Pilzerkrankungen

  • Bevorzugte Stellen von Hautpilzerkrankungen sind die Füße. Um eine Ansteckung durch infizierte Hautschuppen zu vermeiden, sollten in Schwimmbädern, Turnhallen, Duschen und Saunen sowie auch in fremden Hotelzimmern Badeschuhe getragen werden.
  • Geeignetes, nicht zu enges Schuhwerk tragen, am besten aus Leder, da dieses luftdurchlässig ist und keinen Nässestau verursacht, wie es z.
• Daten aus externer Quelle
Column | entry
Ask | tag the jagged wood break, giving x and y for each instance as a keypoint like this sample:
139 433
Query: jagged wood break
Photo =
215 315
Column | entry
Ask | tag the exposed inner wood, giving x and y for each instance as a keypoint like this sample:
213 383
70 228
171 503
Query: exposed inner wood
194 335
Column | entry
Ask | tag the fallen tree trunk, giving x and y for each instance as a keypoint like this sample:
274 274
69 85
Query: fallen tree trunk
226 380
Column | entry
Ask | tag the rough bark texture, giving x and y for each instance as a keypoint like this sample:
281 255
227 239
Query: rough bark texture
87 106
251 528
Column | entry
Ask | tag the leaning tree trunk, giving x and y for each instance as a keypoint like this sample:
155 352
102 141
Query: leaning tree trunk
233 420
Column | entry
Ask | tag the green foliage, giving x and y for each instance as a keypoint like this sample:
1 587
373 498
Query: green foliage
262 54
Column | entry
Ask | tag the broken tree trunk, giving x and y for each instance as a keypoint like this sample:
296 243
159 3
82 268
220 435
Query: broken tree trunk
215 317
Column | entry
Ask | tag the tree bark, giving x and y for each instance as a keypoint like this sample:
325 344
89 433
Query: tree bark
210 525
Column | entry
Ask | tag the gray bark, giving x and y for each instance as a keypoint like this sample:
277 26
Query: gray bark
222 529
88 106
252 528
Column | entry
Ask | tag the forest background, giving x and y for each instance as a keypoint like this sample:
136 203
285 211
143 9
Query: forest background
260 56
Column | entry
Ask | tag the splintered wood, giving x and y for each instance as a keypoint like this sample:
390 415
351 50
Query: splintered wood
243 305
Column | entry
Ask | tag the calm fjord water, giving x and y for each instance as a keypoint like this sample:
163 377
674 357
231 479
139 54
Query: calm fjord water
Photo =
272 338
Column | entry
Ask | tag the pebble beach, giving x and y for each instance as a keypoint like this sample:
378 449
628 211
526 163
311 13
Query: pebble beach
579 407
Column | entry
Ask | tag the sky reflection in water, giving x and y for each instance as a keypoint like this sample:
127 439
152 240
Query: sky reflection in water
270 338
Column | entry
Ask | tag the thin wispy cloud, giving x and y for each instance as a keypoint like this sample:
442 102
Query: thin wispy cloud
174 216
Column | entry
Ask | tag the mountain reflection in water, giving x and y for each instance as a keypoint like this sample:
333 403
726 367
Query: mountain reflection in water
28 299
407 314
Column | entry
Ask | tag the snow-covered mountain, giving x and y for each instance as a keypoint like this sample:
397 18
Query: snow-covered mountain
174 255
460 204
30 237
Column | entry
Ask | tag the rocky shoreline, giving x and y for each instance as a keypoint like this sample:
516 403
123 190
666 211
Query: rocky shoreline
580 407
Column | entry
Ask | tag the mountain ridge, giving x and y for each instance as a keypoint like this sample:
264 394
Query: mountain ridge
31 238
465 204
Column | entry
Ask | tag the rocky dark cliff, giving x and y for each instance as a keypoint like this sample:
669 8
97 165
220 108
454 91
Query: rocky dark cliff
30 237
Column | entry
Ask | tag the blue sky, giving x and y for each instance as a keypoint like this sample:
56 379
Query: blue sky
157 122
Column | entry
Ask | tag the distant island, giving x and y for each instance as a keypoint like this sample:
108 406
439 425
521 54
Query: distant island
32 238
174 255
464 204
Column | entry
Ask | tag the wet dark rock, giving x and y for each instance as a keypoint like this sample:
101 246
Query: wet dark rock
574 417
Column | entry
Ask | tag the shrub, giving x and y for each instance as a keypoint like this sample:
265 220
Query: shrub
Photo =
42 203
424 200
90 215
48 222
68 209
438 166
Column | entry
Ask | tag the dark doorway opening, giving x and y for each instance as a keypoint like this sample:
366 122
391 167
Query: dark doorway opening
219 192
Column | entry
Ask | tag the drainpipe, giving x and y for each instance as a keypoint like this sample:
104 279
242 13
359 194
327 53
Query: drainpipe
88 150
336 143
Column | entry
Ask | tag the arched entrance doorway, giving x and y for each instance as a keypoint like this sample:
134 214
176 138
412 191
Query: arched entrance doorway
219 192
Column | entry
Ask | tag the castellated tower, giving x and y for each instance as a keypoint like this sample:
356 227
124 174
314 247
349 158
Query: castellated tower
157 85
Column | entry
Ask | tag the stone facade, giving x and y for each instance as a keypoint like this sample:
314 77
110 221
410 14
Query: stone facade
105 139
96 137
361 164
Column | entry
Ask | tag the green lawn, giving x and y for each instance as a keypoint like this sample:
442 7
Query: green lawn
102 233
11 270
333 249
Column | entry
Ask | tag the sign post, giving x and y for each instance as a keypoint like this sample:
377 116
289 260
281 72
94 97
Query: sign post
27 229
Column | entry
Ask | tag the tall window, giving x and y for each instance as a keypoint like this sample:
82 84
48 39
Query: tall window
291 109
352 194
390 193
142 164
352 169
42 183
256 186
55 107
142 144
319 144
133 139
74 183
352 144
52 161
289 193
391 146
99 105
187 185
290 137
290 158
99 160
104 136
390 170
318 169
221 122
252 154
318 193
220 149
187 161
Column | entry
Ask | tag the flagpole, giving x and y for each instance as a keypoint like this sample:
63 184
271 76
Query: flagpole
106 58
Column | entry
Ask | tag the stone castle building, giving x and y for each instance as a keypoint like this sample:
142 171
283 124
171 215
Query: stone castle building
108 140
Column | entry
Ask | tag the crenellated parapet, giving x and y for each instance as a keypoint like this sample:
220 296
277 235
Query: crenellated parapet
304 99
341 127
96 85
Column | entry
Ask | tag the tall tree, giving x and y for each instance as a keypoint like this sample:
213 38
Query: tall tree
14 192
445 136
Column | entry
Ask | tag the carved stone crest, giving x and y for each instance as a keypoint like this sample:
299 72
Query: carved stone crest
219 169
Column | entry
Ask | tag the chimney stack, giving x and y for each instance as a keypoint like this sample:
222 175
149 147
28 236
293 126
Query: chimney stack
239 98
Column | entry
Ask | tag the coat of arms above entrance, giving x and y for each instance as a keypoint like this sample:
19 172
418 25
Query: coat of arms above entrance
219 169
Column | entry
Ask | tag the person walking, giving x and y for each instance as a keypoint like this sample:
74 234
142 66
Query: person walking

B. in Turnschuhen oder Gummistiefeln der Fall ist.
  • Die Zehenzwischenräume nach dem Duschen oder Baden immer gut abtrocknen, ggf. kalt trocken fönen.
  • Socken und Strümpfe (am besten aus Baumwolle) täglich wechseln und bei mindestens 60 °C waschen.
  • Nicht die Händtücher der anderen Familienmitglieder benutzen, insbesondere dann nicht, wenn eine der Personen an einem Pilz erkrankt ist. 
  • Vermehrter Fußschweiß kann mit geeigneten Bädern (z.B. Gerbstoff-Bäder) gelindert werden.
  • Eine eventuell vorhandene innere Grunderkrankung, die für Pilzerkrankungen anfällig macht (z. B. Diabetes mellitus), sollte ebenfalls gut behandelt werden.
  • Achtung Raucher: Jede Zigarette senkt die Körpertemperatur auch in weit abgelegenen Körperzonen, insbesondere den Füßen. Kälte (Durchblutungsstörung) ist jedoch auch ein Faktor, der die Abwehr schwächt und damit den Pilzen die Ansiedelung ermöglicht.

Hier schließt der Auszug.